What the… : Weirdness/Oddities Encountered in the Past Week(ish) #1
I have decided to start writing down some of the weird networking things I encounter in my day job. I am hoping that it helps others fix issues in their own environments; or at least give you a chuckle. 🙂
/31 Gotchas on Cisco\Viptela Equipment
- Weirdness: I ran into this last fall & then promptly forgot about it. /31 subnet masks are supported on the Cisco (formerly Viptela) SD-WAN gear and have worked great for me for the past 18 months. Except if you are using vEdge 5000s. vManage will let you configure the interfaces with a /31 and the devices will accept the config, but they will not pass any traffic.

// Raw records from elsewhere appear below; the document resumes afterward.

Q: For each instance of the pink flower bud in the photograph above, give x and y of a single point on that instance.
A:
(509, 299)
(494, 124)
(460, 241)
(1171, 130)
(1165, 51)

- Investigation: I haven’t seen this issue on vEdge 100s, 1000s, or any converted ISRs. Just on vEdge 5000s
- Fix: Changed the subnets to /30s and everything works. I can ping it now, so it has to be rock solid…
Routing issues for specific PI IPv4 address space
- Weirdness: Thanks to a predecessor in the 90s at $DayJob, we have a good amount of provider independent IPv4 space (especially for a mid-sized company). We ran into an issue where some users trying to access a SaaS application from one location (and one PI block) would get constant timeouts. If those same users used their cell phones, the application responded immediately. To cause further confusion, users at a second location (and second PI block) could access the application without issue.

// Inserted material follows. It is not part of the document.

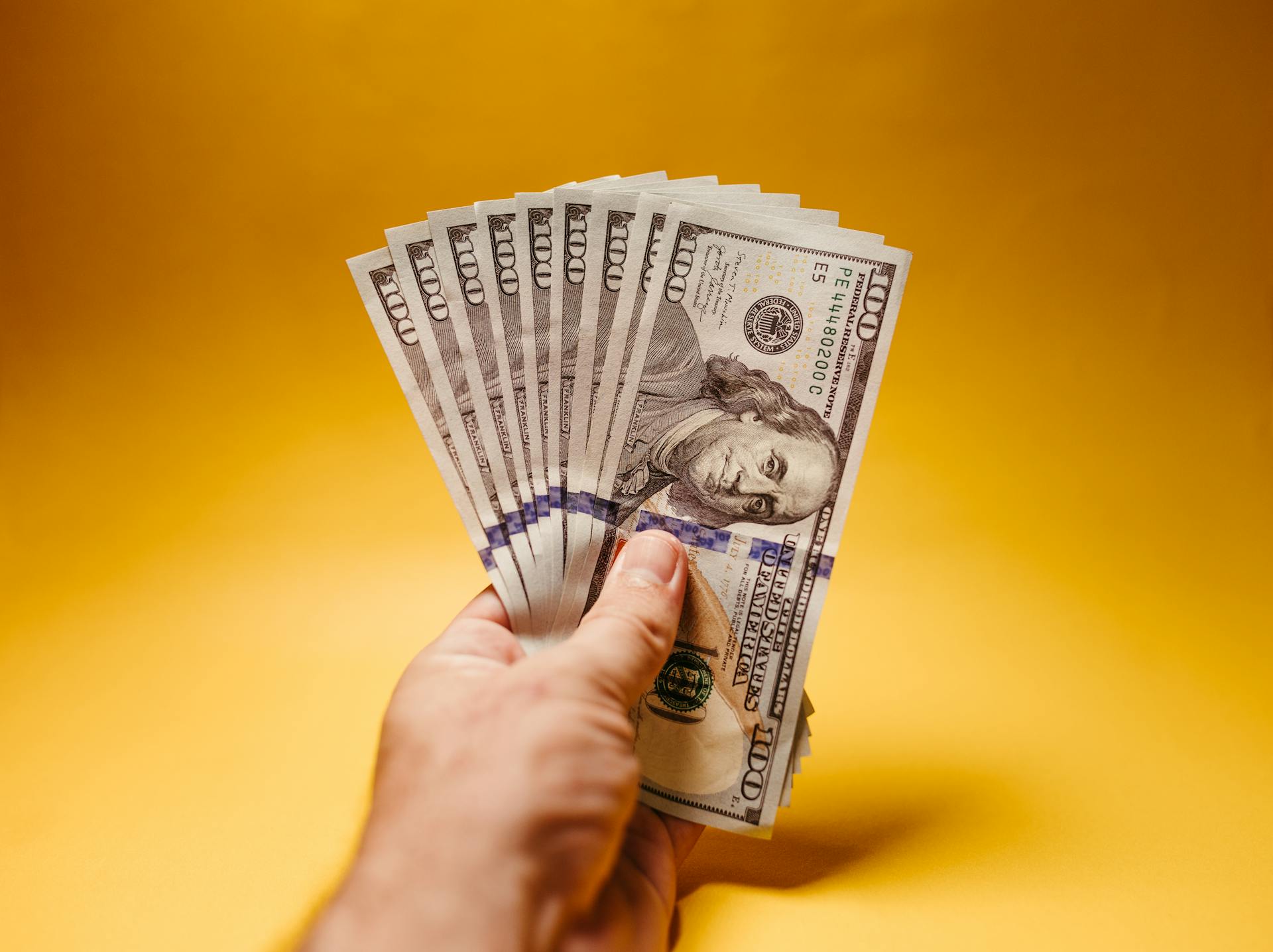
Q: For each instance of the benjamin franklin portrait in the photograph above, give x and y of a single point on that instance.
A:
(729, 444)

- Investigation: Using WinMTR we tracked the path from our location (in the USA) to the SaaS application (hosted in Sweden). It appeared that somewhere in the UK we started having 50-80% packet loss. Performing this same test from the second location (and the adjoining /24 block), we did not see the same issue.
- Fix (sorta): Using a centralized traffic data policy on our Cisco SD-WAN equipment, we took the SaaS provider’s /17 network and set it to route out of a different Internet circuit at the first location, which was not using our PI address space. As soon as this policy was pushed to our vSmart(s) and vEdge(s), the webpage started responding immediately.
IP Phones dropping out
- Weirdness: Two call center employees reported that the screens on their Cisco IP Phone went dark momentarily and they were kicked out of Cisco Finesse multiple times over a 2 hour period.
- Investigation: Looking at the switch logs, the two associated switch ports did not log any up/down events, nor did they log a PoE removal/granted. Also, the two switch ports were on separate switches in the switch stack. Talking to the users, the phones were not going through a full reboot process. The screens were just going dark and then coming back. For one user, we replaced their patch cable & then complete phone, but they still had the issue. But, while going through the switch logs, we came across another switch port; again, on an entirely different switch in the stack; that was logging frequent PoE events.
14:37:12.163 UTC: %ILPOWER-5-POWER_GRANTED: Interface Gi3/0/27: Power granted (3750SWITCH-3)
14:37:12.691 UTC: %ILPOWER-5-IEEE_DISCONNECT: Interface Gi3/0/27: PD removed (3750SWITCH-3)
14:37:28.778 UTC: %ILPOWER-5-IEEE_DISCONNECT: Interface Gi3/0/27: PD removed (3750SWITCH-3)
14:37:45.254 UTC: %ILPOWER-5-IEEE_DISCONNECT: Interface Gi3/0/27: PD removed (3750SWITCH-3)
14:38:01.553 UTC: %ILPOWER-5-POWER_GRANTED: Interface Gi3/0/27: Power granted (3750SWITCH-3)
14:38:01.905 UTC: %ILPOWER-5-IEEE_DISCONNECT: Interface Gi3/0/27: PD removed (3750SWITCH-3)
14:38:18.462 UTC: %ILPOWER-5-IEEE_DISCONNECT: Interface Gi3/0/27: PD removed (3750SWITCH-3)
14:38:34.702 UTC: %ILPOWER-5-POWER_GRANTED: Interface Gi3/0/27: Power granted (3750SWITCH-3)
14:38:34.828 UTC: %ILPOWER-5-IEEE_DISCONNECT: Interface Gi3/0/27: PD removed (3750SWITCH-3)
14:38:50.791 UTC: %ILPOWER-5-IEEE_DISCONNECT: Interface Gi3/0/27: PD removed (3750SWITCH-3)
- Fix: We went to the desk that was logging the PoE events & there we found that the user had NO IP PHONE (DUN, DUN, DUUUUNNN). They were using a softphone on their PC and their PC was plugged into the logged port. They were also using a 25 foot patch cable to plug their PC in the 5 feet they needed to reach the wall port. We replaced the cable with a 7 foot patch cable and the switch stopped logging the PoE events & the other users stopped reporting the issues with their phones.